Interest & Investment:
The
relationship
Interest and investment have an inverse relationship. Stock markets are not directly
affected by interest rates, but they do not remain unaffected either. Stocks
are valued taking into account the future cash flows of the company discounted
back to the present. If the future cash flow in the company is going to be poor
due to higher interest rates, the value of the stock is bound to be affected!

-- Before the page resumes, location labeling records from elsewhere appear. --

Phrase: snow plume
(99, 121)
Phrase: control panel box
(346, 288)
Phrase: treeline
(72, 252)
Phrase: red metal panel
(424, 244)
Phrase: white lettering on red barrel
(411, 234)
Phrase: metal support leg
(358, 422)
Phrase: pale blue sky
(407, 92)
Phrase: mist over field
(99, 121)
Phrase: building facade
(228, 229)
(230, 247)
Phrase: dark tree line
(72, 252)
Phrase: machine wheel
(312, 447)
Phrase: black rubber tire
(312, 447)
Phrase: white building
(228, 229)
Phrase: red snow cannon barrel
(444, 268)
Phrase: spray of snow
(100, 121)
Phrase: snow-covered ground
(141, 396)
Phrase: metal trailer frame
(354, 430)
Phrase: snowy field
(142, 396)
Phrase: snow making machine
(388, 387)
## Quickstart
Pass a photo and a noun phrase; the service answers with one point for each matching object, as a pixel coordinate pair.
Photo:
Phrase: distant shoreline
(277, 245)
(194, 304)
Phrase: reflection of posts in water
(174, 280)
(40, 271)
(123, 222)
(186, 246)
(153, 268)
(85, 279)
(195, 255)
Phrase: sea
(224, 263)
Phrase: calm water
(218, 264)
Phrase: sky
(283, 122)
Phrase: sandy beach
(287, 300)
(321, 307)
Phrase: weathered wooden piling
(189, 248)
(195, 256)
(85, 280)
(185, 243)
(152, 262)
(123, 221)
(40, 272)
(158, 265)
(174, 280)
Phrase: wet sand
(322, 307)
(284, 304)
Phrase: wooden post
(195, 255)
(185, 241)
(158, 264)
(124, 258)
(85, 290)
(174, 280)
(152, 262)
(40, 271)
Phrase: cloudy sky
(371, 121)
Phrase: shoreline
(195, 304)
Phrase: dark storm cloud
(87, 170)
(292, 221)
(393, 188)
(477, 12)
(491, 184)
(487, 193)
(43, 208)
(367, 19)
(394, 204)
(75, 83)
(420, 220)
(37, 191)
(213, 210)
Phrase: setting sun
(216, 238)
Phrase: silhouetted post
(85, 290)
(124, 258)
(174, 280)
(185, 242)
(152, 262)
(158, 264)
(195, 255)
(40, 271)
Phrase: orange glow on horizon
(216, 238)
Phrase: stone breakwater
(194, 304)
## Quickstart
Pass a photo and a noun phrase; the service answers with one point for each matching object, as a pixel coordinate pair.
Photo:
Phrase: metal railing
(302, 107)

How does the future cash flow of the company
reduce?
Companies get some of their
funds from financial institutions in form of loans. When the interest on the funds
from banks increases, they reduce the amount of capital they borrow from these
financial institutions. Consequently they cut down on their growth plans or
their spending or investments.
Funds also are generated by
sales of goods or services by the companies. When clients who avail of the
services of the company or purchase the goods of the company, are squeezed for
funds by high interest rates, they cut down on their spending and consequently
the revenues of the company is reduced. The company then shows lower profits.
This in turn, will result in the stocks being valued lower and the stock market
index moving down. Investments in shares of these companies will also show a dip.

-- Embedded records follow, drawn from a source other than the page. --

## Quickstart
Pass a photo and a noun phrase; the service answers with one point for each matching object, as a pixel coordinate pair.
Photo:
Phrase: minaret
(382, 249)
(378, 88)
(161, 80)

When several companies are hit
by the interest rate hikes, all stocks tend to get valued lower and the stock
market index moves down. Investments too reach a low.
In such circumstances,
investor expectations on stock price appreciation will be pessimistic. Fewer
investors will find the ownership of stock desirable. Investment will shift to
Government securities, treasury bills and bonds. In other words risk free
investments will appear more attractive.
How does increase in interest rates affect
investors?
A large number of investors in
the stock market also borrow funds from banks for investment purposes. When the interest on such funds go up, the investors will cut down on their borrowing and
on their investments. This again will affect market sentiment and will push the
indexes down. There will be fewer players in the market.
However, it is important to
remember that interest rates are not the only factor that determines the
investment behavior in the stock market. It is just one of the factors. Smart investors
will keep their fingers on the pulse and estimate stock sensitivity to changes
in nominal and real interest rates and expected inflation. They will also
estimate the degree of indexation of future growth expectations to changes in
interest rates and will also watch out for Governmental regulations, cyclicality
of future cash flows and growth versus value characteristics of stocks and
interest rate sensitivity across stocks. Such investors will continue to make investments.